Alas, not every show can have Cookson and not every show can fly, and so it proves with The Borrowers, which resolutely stays grounded.
If the slow-burning piece picks up momentum and invention as it goes, for those with an ear to the ground its rhythms are slightly off, its pacing creaky.
The workmanlike effort starts at its source.
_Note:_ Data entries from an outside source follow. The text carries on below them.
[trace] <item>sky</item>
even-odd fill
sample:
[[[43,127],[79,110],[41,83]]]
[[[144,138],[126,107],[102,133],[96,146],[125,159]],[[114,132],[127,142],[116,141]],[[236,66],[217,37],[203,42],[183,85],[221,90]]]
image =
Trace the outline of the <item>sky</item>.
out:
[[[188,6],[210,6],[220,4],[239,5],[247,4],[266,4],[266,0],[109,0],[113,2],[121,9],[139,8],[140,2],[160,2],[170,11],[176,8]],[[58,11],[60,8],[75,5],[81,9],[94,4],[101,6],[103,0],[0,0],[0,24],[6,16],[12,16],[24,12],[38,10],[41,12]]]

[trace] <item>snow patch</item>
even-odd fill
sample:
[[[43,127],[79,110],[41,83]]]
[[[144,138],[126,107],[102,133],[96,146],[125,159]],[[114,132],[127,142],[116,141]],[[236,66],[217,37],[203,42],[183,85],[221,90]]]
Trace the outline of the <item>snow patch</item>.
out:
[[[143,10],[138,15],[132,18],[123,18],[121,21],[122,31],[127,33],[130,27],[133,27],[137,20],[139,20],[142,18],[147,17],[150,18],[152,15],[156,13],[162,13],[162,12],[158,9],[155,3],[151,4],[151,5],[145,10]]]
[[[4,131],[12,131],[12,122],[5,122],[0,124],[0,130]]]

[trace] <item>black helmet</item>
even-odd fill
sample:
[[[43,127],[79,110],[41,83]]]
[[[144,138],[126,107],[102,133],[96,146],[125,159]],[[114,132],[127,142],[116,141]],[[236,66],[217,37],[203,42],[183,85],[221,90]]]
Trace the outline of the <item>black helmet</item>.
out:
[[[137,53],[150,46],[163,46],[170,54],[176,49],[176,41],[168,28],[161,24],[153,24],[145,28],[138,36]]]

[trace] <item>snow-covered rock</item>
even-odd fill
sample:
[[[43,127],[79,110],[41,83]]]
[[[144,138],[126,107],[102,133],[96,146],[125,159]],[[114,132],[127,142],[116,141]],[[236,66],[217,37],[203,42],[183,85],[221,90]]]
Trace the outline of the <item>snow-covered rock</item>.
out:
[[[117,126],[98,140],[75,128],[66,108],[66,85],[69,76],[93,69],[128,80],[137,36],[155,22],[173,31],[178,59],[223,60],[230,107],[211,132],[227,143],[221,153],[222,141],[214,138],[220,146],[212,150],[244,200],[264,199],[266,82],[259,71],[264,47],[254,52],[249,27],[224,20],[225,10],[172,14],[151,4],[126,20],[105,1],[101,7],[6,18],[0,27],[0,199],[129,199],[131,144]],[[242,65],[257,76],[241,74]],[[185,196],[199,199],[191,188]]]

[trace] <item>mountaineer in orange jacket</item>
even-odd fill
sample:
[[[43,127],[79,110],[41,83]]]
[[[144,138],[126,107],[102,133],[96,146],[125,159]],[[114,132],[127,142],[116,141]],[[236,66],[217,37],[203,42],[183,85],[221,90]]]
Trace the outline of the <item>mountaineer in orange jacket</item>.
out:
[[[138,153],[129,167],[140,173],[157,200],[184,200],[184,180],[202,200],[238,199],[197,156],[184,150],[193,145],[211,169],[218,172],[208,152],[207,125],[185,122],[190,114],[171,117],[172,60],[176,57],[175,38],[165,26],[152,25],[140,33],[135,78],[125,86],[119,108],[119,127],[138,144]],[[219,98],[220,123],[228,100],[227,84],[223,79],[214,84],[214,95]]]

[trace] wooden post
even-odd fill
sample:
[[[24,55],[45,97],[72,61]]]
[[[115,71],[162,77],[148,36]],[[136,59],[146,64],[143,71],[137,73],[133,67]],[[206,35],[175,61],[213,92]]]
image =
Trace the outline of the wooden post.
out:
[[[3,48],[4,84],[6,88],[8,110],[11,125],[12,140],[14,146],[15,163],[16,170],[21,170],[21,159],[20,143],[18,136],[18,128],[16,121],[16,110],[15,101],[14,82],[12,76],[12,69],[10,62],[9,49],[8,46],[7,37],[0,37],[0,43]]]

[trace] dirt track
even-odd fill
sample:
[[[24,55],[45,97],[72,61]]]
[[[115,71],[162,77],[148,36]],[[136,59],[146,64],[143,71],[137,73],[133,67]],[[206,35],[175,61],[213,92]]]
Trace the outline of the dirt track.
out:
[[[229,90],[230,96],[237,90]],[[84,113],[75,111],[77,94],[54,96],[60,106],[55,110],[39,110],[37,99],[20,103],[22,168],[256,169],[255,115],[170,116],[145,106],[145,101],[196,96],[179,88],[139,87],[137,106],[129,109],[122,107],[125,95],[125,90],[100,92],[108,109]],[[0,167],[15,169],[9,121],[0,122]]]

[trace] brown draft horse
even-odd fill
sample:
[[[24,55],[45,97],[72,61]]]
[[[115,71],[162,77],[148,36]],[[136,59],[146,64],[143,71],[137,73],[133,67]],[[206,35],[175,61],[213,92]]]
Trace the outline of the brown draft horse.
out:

Adaptor Bea Roberts, whose splendid Little Mermaid at the Egg last Christmas spun Hans Christian Andersen tale into modern relevance and gave a kick-ass 80’s soundtrack to boot, reigns it in and produces a relatively faithful adaptation of Mary Norton’s 1952 original tale.
The edge and drive that was so apparent in Bath has been blunted a little here.
So the story of Pod, Arrietty and Homily, little Borrowers who live under the floorboards of the house of the prim and proper Mrs Driver, and the unlikely friendship that forms between Jessica Hayle’s young Arietty and the big boy who goes to stay with his Aunt, Eddie, is told with a straight bat and with just a side dollop of whimsy.
All the set pieces that a certain generation will remember best from the BBC show are here, from the threat of a hoover to the final Ratcatcher scene as the little family are threatened with extinction. These are staged with some invention by director Nik Partridge, the vacuum cleaner scene and in particular, a moving crisp packet is particularly niftily done.
Designer Rosanna Vize has created an adventure playground within the confines of the studio, two ladders hanging from the rafters which the family occasionally clamour on, though the cost per climb ratio makes you wonder if it could have been put to more frequent use.
The performances are perfectly adequate. Simon Armstrong, a fine classical actor, with many year’s service to Shakespeare at the Tobacco Factory, is a relatable narrator as the adult Eddie looking back on his past, comfortable in his interactions with the audience, but lacking a front man’s charisma when he picks up a guitar and sings. Hayles, Peta Maurice and Bristol favourite Craig Edwards are pleasant enough but not really given anything to stretch them.
It’s left to the ever-reliable Lucy Tuck to come in and take the plaudits, her Liverpudlian Aunt, a real monstrous highlight, brandishing her garish pink hoover like a shotgun.
Christmas shows are big beasts in the regional theatre economy and there’s enough here to satisfy over the month ahead. Yet the very best Christmas shows sprinkle a little magic over proceedings and that isn’t the case here. You can see the hard work and joins when really it should appear effortless.